Lu Yue-Hui, Wang Bao-Zong, Liu Xiong-Jun
International Center for Quantum Materials and School of Physics, Peking University, Beijing 100871, China; Collaborative Innovation Center of Quantum Matter, Beijing 100871, China.
Shanghai Branch, National Laboratory for Physical Sciences at Microscale and Department of Modern Physics, University of Science and Technology of China, Shanghai 201315, China; International Center for Quantum Materials and School of Physics, Peking University, Beijing 100871, China.
Sci Bull (Beijing). 2020 Dec 30;65(24):2080-2085. doi: 10.1016/j.scib.2020.09.036. Epub 2020 Oct 1.
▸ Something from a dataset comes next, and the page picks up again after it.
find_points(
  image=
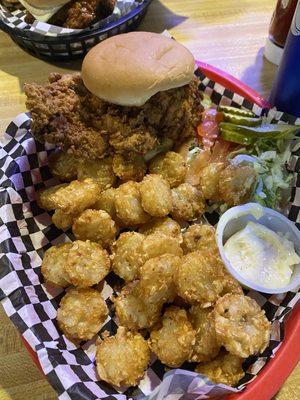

There is an immense effort in search for various types of Weyl semimetals, of which the most fundamental phase consists of the minimal number of i.e. two Weyl points, but is hard to engineer in solids. Here we demonstrate how such fundamental Weyl semimetal can be realized in a maneuverable optical Raman lattice, with which the three-dimensional (3D) spin-orbit (SO) coupling is synthesised for ultracold atoms. In addition, a new novel Weyl phase with coexisting Weyl nodal points and nodal ring is also predicted here, and is shown to be protected by nontrivial linking numbers. We further propose feasible techniques to precisely resolve 3D Weyl band topology through 2D equilibrium and dynamical measurements. This work leads to the first realization of the most fundamental Weyl semimetal band and the 3D SO coupling for ultracold quantum gases, which are respectively the significant issues in the condensed matter and ultracold atom physics.
人们正在付出巨大努力寻找各种类型的外尔半金属,其中最基本的相由最少数量(即两个)的外尔点组成,但在固体中很难实现。在此,我们展示了如何在一个可操控的光学拉曼晶格中实现这种基本的外尔半金属,利用该晶格为超冷原子合成三维(3D)自旋轨道(SO)耦合。此外,本文还预测了一种同时存在外尔节点和节点环的新型外尔相,并表明其受非平凡环绕数保护。我们进一步提出了可行的技术,通过二维平衡和动力学测量精确解析3D外尔能带拓扑结构。这项工作首次实现了最基本的外尔半金属能带以及超冷量子气体的3D SO耦合,这分别是凝聚态物理和超冷原子物理中的重要问题。